Wird sich Eterna also mittelfristig aus Grenchen verabschieden? Nein, sagt Traxler. Dies insbesondere deshalb, weil die Eterna Movement Company (EMC) mit rund 35 Beschäftigten von den Restrukturierungen «unangetastet» bleibe. «Wir haben sehr hohe Beträge in die hauseigene Uhrwerkproduktion investiert.» Basierend auf einem Grundwerk können bis 80 unterschiedliche Modelle entwickelt und gefertigt werden. Die Uhrwerke kommen bei höherpreisigen Eterna-Uhren sowie bei Corum zum Einsatz. «Die Zahl der Drittkunden nimmt zu.» Im vergangenen Jahr habe EMC bei einer aktuellen Kapazität von gegen 20 000 Uhrwerken rund 7000 Stück produziert. «Das Herz der Eterna schlägt in Grenchen, und das wird auch so bleiben.»
Trotz der derzeitigen Uhren-Absatzflaute gibt sich Traxler optimistisch. «Kleinere Uhrenmarken sind jeweils weniger stark als die grossen Player betroffen.» Es gebe auch in schwierigen Zeiten Marktlücken für die kleineren Uhrenfabrikanten. Im laufenden Jahr will Traxler nicht nur die Kosten senken, sondern auch den Absatz ankurbeln. Zahlen will er aber keine nennen. Im vergangenen Jahr hat Eterna nach eigenen Angaben rund 18 000 Uhren verkauft.

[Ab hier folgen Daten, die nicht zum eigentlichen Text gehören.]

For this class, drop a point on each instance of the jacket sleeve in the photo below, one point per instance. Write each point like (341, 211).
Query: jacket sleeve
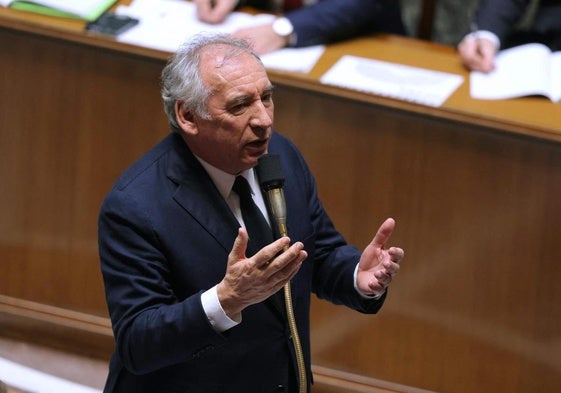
(499, 16)
(152, 327)
(334, 20)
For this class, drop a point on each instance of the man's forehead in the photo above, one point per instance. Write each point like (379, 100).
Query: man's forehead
(221, 69)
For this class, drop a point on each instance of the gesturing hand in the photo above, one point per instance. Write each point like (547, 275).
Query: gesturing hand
(377, 265)
(252, 280)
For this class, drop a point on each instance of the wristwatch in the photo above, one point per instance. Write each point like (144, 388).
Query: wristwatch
(283, 27)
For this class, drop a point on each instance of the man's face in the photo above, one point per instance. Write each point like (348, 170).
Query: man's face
(240, 108)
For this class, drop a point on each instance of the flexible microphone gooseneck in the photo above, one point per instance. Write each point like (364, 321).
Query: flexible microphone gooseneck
(271, 179)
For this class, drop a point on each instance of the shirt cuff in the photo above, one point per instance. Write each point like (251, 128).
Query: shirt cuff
(214, 312)
(361, 293)
(485, 34)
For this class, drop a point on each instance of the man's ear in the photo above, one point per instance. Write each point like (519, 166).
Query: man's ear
(185, 119)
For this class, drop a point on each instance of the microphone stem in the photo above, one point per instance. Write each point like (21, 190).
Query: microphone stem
(278, 210)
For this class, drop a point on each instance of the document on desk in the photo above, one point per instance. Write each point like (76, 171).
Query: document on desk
(166, 24)
(525, 70)
(419, 85)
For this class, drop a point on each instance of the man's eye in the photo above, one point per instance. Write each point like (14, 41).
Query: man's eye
(238, 108)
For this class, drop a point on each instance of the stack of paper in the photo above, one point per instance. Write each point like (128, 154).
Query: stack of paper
(393, 80)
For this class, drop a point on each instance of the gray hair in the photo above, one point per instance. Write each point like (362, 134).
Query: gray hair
(181, 77)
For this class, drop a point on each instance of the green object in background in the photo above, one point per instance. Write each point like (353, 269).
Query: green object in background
(89, 12)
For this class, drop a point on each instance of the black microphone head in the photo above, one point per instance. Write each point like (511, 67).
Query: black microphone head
(269, 172)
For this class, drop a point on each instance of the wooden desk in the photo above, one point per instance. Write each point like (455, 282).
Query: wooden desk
(474, 186)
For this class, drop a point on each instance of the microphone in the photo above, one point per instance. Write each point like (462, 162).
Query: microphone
(271, 180)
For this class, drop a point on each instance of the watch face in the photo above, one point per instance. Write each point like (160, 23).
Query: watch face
(282, 27)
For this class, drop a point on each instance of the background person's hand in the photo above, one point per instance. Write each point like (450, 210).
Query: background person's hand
(477, 54)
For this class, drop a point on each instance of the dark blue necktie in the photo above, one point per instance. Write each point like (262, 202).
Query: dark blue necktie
(260, 233)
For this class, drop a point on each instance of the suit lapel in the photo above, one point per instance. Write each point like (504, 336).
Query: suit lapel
(198, 195)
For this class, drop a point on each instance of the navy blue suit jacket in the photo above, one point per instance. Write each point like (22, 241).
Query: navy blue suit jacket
(164, 237)
(335, 20)
(502, 16)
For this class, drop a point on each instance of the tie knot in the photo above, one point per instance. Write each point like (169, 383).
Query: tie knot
(242, 188)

Die Distribution beider Marken werde in gewissen Ländern zusammengelegt. Erste Erfahrungen in Spanien seien sehr positiv. Auch im Vertrieb will Eterna neue Wege gehen. «Künftig verkaufen wir die Uhren in Deutschland, Spanien und Italien über den Online-Händler Amazon», sagt Traxler. Es gebe zwei Kundentypen; sie kaufen die Uhr im Fachgeschäft oder bestellen sie online. «Das ist eine Realität.» Amazon sei dafür der beste Vertriebskanal mit der grössten Erfahrung. Wichtig sei, dass der Online-Kunde nicht bevorzugt werde. «Er bezahlt genau gleich viel für die Eterna-Uhr wie im Fachgeschäft.»
Künftig will sich Eterna auf die Märkte Europa sowie Nord- und Südamerika konzentrieren. Die beiden wichtigsten Märkte seien Deutschland und die Schweiz mit rund 30 Prozent. Obwohl die Eigentümer in China beheimatet sind, habe das Riesenland vorerst keine Priorität. «China ist ein sehr, sehr schwieriger Markt.» Angepeilt werden soll ferner eine jüngere Kundschaft. Traxler nennt die an der Baselworld präsentierten vergleichsweise günstigeren Modelle der Kontiki-Reihe. Die klassischen Uhren würden aber beibehalten.